In construction roles, heavy lifting generally surrounds a regimented and documented process. Workers know, in advance, when and where they need to lift objects and how heavy the material will be. This allows them to more easily organize groups to assist with lifting or acquiring the right equipment at the needed window of time.
In contrast, nursing is a high-touch field, in which patients’ emotions are often factored into decisions. In addition, the need to move a patient can occur sporadically, given that patients do not feel ill or need to use the bathroom at pre-specified times. Therefore, equipment is not always readily available. Even if it is, nurses can make judgment calls to not use it, because they feel it can be dehumanizing for a patient to be moved like an object. As the Safety and Wellness Director at the American Nurses Association acknowledges, patients are not objects and do not have handles. Thus, nurses can rightfully hesitate to treat them as such.
So, what can nursing learn from construction to mitigate this complex problem?
Three specific solutions are evident:
- Nursing workplaces need to create and adopt systems by which nurses can request aid to move patients. It is unreasonable to expect nurses to suddenly begin using regimented processes, given the nature of their work. However, a system that communicates the need to lift a patient, the patient’s weight, and the current location, can begin to help organize staff efficiently. This will serve to mimic, at a reasonable level, the processes construction has surrounding heavy lifting.

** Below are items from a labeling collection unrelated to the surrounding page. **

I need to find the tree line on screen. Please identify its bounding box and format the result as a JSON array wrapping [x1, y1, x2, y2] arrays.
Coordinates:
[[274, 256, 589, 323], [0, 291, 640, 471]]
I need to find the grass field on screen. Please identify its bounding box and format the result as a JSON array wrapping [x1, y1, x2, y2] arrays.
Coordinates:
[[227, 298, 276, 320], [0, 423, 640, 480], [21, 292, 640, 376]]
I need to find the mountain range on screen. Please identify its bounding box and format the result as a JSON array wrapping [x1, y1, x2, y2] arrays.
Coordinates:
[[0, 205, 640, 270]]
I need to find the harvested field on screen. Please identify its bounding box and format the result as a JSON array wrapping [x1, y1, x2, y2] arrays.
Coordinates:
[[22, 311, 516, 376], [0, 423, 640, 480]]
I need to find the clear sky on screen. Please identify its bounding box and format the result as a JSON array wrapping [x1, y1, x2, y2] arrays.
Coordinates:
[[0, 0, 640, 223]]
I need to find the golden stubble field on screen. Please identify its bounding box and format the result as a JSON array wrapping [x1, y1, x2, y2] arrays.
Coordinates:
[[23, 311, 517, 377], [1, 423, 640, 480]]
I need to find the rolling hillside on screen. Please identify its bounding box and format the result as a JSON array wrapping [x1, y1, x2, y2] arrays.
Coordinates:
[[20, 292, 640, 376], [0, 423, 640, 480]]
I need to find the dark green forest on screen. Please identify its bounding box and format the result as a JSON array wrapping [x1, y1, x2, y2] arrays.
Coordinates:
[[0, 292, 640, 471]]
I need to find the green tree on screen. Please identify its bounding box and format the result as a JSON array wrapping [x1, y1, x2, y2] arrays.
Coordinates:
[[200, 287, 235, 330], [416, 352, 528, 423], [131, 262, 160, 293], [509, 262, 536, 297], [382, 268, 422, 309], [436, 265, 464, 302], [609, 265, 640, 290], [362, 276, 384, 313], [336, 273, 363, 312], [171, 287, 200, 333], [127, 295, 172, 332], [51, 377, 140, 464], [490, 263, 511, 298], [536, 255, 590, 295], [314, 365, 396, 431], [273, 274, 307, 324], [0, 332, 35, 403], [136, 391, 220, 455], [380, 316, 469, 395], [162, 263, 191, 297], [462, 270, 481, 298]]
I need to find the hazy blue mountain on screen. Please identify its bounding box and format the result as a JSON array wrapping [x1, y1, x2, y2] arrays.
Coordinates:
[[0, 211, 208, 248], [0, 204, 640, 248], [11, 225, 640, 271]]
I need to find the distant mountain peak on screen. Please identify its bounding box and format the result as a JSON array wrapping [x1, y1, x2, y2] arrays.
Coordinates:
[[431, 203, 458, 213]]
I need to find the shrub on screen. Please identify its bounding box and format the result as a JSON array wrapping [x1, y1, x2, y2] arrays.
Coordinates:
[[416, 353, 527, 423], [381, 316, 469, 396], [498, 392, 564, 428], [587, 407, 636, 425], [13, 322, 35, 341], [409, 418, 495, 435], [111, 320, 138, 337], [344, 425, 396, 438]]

- Enforceable rules, not guidelines, need to be enacted to ensure that the available equipment is used. Training nurses in doing so will help reduce the number of judgments calls, which if incorrect, can often lead to injury. If one needs a rationale for implementing this change, it should be considered that in the construction industry, objects that weigh far less than patients are always moved by using equipment, without question.
- Nurses must set expectations with patients regarding these rules at the beginning of a patient’s stay. It is understandable that nurses consider patients’ emotions. However, it is also vital for nurses to consider their physical capacity as they perform their duties. Taking the time to explain to patients how different situations will be handled, which equipment will be used, or that staff will be called, can help patients understand how their needs are being met. At the same time, it helps them understand that the choices are being made to help protect nurses.
Although these changes require significant time, effort, and monetary investment, enacting them can drastically reduce the injuries nurses face in the long term. Reducing injuries has a number of follow-on benefits including career longevity, reduced insurance and staffing costs for health systems, and better quality care through best practices adherence. Healthcare is an industry where workers encounter events that require situational judgments, in whether or not to apply these best practices. Regimenting this decision making process is a critical step forward in both cost savings and quality of care.